Beginn der Entscheidung

Gericht: Landesarbeitsgericht München
Urteil verkündet am 12.11.2008
Aktenzeichen: 11 Sa 657/08
Rechtsgebiete: InsO


Vorschriften:

InsO § 55 Abs. 1
InsO § 295 Abs. 2
Die Entscheidung befasst sich mit arbeitsvertraglichen Vergütungsansprüchen einer Arbeitnehmerin gegen den Insolvenzverwalter über das Vermögen des Arbeitgebers nach Freigabe von Betriebsmitteln durch den Insolvenzverwalter.
Landesarbeitsgericht München Im Namen des Volkes URTEIL

11 Sa 657/08

Verkündet am: 12.11.2008

In dem Rechtsstreit

hat die 11. Kammer des Landesarbeitsgerichts München auf Grund der mündlichen Verhandlung vom 08. Oktober 2008 durch den Vorsitzenden Richter am Landesarbeitsgericht Dr.
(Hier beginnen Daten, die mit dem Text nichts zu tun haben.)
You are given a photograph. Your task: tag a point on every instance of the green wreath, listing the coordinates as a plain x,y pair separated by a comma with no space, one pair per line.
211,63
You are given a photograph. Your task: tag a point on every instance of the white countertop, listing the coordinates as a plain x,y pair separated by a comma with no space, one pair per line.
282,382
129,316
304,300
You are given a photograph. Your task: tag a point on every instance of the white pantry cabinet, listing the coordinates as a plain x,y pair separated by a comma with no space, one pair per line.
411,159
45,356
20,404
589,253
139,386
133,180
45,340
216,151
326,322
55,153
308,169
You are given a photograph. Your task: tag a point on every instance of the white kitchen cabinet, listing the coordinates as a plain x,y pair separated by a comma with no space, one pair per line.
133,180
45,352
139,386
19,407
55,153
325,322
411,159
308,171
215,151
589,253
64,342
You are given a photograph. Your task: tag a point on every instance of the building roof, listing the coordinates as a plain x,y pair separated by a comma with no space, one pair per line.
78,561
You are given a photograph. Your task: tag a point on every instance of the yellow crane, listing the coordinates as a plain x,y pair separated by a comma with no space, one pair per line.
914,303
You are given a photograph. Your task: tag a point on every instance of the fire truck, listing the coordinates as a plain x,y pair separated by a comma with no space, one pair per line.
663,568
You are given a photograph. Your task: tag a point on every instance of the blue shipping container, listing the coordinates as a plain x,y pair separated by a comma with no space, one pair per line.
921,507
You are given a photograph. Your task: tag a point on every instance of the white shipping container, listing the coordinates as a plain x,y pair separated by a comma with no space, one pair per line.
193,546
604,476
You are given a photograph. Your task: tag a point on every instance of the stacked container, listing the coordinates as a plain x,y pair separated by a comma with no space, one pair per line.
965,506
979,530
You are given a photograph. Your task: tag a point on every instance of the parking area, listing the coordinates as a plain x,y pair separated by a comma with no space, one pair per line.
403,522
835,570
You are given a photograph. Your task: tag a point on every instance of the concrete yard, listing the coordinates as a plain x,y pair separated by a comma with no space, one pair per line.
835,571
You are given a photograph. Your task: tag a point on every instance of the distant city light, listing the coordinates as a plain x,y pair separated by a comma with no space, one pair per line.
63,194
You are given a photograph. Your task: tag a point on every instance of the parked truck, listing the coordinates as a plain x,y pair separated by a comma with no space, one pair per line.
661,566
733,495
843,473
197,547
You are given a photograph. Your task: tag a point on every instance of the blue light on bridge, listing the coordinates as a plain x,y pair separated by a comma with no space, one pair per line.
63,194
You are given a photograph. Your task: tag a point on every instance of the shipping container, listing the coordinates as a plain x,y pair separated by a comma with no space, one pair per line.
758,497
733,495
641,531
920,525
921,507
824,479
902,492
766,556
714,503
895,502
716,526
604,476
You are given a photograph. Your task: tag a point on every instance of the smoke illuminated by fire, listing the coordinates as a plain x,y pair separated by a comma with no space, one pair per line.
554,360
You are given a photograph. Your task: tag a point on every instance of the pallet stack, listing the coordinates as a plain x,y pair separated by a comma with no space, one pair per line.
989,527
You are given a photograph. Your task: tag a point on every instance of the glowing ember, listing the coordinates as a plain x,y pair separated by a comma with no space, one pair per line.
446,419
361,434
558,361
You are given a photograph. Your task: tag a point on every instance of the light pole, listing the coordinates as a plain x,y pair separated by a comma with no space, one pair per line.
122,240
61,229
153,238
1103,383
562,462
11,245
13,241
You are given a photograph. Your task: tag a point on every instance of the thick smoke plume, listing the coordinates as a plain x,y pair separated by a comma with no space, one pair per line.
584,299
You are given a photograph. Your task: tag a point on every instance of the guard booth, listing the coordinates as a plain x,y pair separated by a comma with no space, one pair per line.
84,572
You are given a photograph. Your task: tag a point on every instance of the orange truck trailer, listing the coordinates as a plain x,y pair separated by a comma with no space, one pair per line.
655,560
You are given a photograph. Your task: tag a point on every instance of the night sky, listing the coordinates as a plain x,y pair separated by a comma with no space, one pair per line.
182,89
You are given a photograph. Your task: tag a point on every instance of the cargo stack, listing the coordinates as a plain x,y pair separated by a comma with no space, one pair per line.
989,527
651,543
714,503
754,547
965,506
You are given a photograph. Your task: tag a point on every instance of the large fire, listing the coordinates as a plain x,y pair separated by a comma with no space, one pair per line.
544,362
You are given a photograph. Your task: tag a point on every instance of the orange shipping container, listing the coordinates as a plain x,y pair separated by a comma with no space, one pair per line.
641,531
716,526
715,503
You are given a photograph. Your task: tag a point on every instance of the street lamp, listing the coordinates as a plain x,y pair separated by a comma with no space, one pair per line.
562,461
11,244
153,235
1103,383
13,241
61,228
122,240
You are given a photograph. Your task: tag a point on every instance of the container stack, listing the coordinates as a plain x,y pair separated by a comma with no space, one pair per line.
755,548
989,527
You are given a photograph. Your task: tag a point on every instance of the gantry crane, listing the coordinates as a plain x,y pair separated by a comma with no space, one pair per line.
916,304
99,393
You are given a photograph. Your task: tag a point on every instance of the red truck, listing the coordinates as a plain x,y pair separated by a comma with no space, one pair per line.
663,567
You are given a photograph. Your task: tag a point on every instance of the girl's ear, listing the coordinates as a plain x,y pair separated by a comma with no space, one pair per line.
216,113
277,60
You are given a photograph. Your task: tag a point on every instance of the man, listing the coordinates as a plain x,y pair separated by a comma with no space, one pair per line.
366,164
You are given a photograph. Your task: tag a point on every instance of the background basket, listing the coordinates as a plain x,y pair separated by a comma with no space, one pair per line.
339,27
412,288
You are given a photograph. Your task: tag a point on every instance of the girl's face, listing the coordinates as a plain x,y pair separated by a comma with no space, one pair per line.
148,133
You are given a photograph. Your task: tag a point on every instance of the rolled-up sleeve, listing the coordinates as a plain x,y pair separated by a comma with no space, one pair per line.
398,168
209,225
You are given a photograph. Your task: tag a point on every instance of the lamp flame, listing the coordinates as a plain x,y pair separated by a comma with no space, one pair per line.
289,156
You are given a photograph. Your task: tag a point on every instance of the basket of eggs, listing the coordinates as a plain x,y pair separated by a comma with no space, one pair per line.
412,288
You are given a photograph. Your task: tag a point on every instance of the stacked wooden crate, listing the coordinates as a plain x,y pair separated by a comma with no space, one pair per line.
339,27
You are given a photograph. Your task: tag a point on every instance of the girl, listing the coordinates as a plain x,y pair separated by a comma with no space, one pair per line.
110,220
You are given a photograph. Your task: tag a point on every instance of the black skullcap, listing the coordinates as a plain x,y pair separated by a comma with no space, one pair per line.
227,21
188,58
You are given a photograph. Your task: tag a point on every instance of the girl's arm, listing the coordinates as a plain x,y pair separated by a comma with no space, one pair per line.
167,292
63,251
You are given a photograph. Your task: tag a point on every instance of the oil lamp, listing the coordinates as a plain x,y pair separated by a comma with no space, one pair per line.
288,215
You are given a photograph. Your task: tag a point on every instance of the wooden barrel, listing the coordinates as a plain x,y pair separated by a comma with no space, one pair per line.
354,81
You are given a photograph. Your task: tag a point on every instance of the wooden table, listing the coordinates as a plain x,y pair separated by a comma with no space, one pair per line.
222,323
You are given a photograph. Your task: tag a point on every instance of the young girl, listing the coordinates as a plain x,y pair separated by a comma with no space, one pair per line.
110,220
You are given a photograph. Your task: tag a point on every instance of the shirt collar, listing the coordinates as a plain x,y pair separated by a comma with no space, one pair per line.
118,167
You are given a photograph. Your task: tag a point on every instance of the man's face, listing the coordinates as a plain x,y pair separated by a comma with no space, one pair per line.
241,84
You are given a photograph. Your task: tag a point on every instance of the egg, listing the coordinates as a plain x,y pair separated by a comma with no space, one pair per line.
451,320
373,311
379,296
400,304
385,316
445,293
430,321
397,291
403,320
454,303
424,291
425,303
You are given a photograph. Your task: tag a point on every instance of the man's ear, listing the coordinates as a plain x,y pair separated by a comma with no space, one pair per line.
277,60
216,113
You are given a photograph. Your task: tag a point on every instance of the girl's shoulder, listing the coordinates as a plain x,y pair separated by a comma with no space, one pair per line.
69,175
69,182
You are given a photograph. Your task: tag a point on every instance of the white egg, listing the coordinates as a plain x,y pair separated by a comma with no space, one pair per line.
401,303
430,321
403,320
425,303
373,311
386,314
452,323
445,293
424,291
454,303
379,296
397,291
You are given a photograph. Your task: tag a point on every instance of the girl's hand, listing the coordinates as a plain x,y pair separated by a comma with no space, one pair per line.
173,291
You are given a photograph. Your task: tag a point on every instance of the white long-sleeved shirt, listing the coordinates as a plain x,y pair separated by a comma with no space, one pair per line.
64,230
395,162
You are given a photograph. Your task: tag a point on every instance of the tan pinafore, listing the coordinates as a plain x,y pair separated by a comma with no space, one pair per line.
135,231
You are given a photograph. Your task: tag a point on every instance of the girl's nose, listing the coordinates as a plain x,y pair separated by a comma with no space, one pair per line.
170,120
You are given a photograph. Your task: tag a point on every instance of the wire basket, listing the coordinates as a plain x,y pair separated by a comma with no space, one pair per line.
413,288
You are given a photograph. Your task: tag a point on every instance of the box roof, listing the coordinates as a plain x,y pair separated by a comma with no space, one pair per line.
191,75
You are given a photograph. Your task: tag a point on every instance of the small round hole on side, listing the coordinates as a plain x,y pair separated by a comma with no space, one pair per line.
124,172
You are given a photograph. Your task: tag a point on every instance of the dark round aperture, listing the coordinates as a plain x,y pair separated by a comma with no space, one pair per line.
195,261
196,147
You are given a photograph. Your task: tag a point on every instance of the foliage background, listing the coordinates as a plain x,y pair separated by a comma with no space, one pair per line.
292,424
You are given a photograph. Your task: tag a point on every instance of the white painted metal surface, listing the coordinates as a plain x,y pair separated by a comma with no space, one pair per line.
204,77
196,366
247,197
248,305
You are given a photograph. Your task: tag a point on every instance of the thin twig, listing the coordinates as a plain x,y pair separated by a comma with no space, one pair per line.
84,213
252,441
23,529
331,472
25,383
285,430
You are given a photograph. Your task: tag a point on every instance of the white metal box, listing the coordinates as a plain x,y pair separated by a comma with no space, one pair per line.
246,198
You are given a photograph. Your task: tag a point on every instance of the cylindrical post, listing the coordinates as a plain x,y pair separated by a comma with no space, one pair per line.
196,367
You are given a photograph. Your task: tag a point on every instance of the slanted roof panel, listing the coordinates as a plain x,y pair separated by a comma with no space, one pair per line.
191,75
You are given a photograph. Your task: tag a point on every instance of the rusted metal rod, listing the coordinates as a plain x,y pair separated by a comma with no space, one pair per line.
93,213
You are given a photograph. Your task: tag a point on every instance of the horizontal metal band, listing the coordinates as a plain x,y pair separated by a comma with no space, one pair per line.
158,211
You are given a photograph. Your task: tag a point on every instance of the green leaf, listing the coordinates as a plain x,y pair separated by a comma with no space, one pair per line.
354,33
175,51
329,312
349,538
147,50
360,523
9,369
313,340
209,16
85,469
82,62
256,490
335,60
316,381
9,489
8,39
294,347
Obenaus sowie die ehrenamtlichen Richter Bunge und Forster für Recht erkannt:

Tenor:

1. Auf die Berufung der Klägerin wird das Teilurteil des Arbeitsgerichts Rosenheim - Gerichtstag Mühldorf - Gz.: 5 Ca 582/04 Mü - vom 25. Oktober 2005 abgeändert:

1. Der Beklagte zu 3) wird verurteilt, an die Klägerin € 3.864,-- (i. W.: dreitausendachthundertvierundsechzig) brutto nebst Zinsen in Höhe von 5 % über dem Basiszinssatz aus € 1.403,-- (i. W.: eintausendvierhundertdrei EUR) seit 1. Januar 2004, aus weiteren € 1.177,60 (i. W.: eintausendeinhundertsiebenundsiebzig 60/100 EUR) seit 1. Februar 2004 und aus weiteren € 1.283,40 (i. W.: eintausendzweihundertdreiundachtzig 40/100 EUR) seit 1. März 2004 als Masseschuld zu zahlen.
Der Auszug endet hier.